Best Month for Tarpon
Peak Tarpon season in Florida is mid-March to mid-July. Tarpon are migratory and prefer stable water temperatures of around 79 degrees fahrenheit.
Best Time of the Day
Tarpon like moving water and are often active on the incoming or outgoing tide. They seem to be less affected by dawn and dusk.
Tarpon don’t like windy days, so pick calm days.
Best Bait for Tarpon
Pilchards, mullet, and pinfish are popular live bait. Live shrimp and blue crabs are also popular as bait. Even a blue crab as small as a silver dollar can be appetizing for a 100lb fish.
Use a large float above the live bait to keep it upright. Put out 3-4 different types of bait at the start to figure out what the tarpon are hungry for.
Best Lures for Tarpon
Some popular artificial lures include gator spoons, Rapala lures, and plastic worms. One of my personal favorites is the Yo-Zuri jerkbait that has a great presentation and you can adjust your retrieve rate to control the action.
Remember to remove any Boca Grande jigs from your tackle box. They have been ruled illegal by the Florida Fish and Wildlife Commission. They became popular because of their success in catching tarpon, but controversially, many fish caught were foul-hooked. The heavy weighted head of this jig meant that the lure could be dropped down and pulled up through a school of tarpon. Any jig where the weight is suspended below the hook is banned.
How to Strike for Tarpon
Wait 1-2 seconds before setting the hook to ensure the tarpon has fully swallowed the bait.
Be prepared for the fish to break free – fishermen often talk about how many tarpon they jumped rather than landed as it is very difficult to bring them all the way to the boat.
Bow to the King
When the tarpon jumps, drop the tip of your rod. This gives them more slack in the line and prevents you from pulling the hook out of their mouth.
You will most likely lose a fish when they jump into the air and shake their heads. This puts huge pressure onto the line and can force the hook free. Experienced tarpon anglers will drop the tip of their rod when the fish jumps to reduce the tension on the line and keep the hook stuck in the tarpon’s hard jaw.
Catch and Release
Tarpon can be hurt by lifting them out of the water with a gaff, so try and remove the hook and release them without removing them from the water. Tarpon can only be caught and released in Florida, so make sure you understand all the regulations before heading onto the water.
All tarpon over the size of 40 inches must remain in the water.
Everything should be done to protect these fish from surviving their battle. This includes using a barbless circle hook. You should also use a hook removal tool to protect this iconic fish in the long term. You should also move locations if you see sharks lurking nearby, so they don’t eat your tired fish immediately after you have released it.
Recommended Tarpon Fishing GearBeginner Saltwater Fishing Tips [2...Beginner Saltwater Fishing Tips [2022 Update]

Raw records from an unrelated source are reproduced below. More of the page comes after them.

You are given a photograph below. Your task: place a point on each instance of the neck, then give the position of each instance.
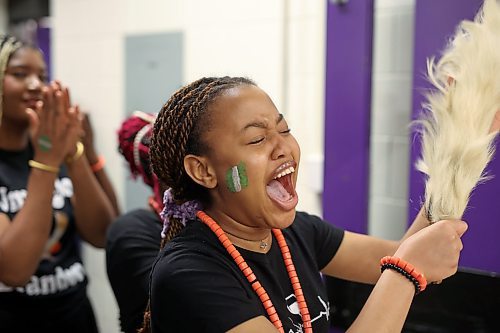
(256, 239)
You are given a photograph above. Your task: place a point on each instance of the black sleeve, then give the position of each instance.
(133, 243)
(205, 295)
(325, 237)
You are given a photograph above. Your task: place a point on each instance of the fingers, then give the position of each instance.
(495, 125)
(33, 121)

Tarpon fishing is very different from smaller, docile freshwater fish. They are aggressive and strong and require much heavier gear.

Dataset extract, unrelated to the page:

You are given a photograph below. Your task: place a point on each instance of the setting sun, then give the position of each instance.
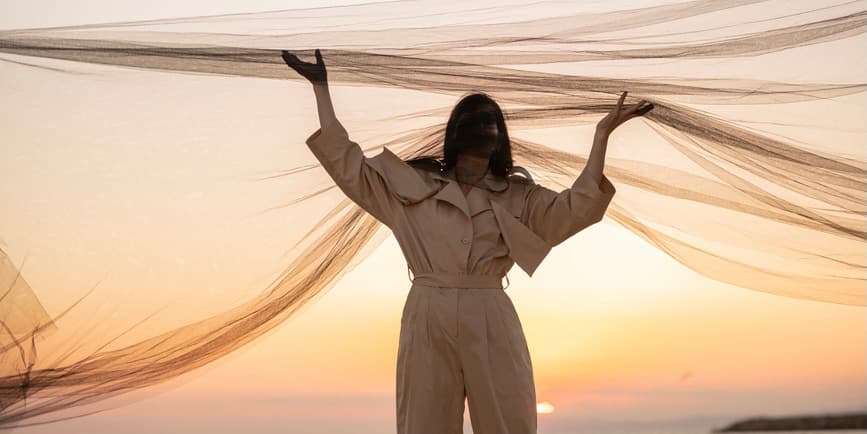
(544, 408)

Prepare your tackle – tarpon are strong, aggressive fish so you want to have strong enough line and knots so that you don’t lose them when they jump and shake their head.
Use a heavy fluorocarbon leader to prevent being cut off by the powerful fish head shakes.
Set your drag to 20-25% of your line strength.
Summary of recommended tarpon fishing gear:
- Rod: 7 to 8-foot spinning rod
- Reel: A 6000-sized saltwater spinning reel with 250-300 yards of line capacity
- Line: 50-80 lb of braided fishing line
- Leader: 60-80 lb leader
- Tackle: 7/0 circle hooks
Tarpon have sharp scales and hard mouths, so wear fishing gloves to protect your hands.
When you see a school of tarpon with a good pair of polarized sunglasses, drift with your boat, and cast to the other side of the school, slowly retrieving your lure or live bait through them – and hold on!
Tarpon Fishing Tips Video
It can be difficult to understand what you are going up against when going tarpon fishing just by reading text – you need to see these aggressive, powerful fish in action. Below is a good video showing how tarpon will react in Tampa Bay and is a good starting point.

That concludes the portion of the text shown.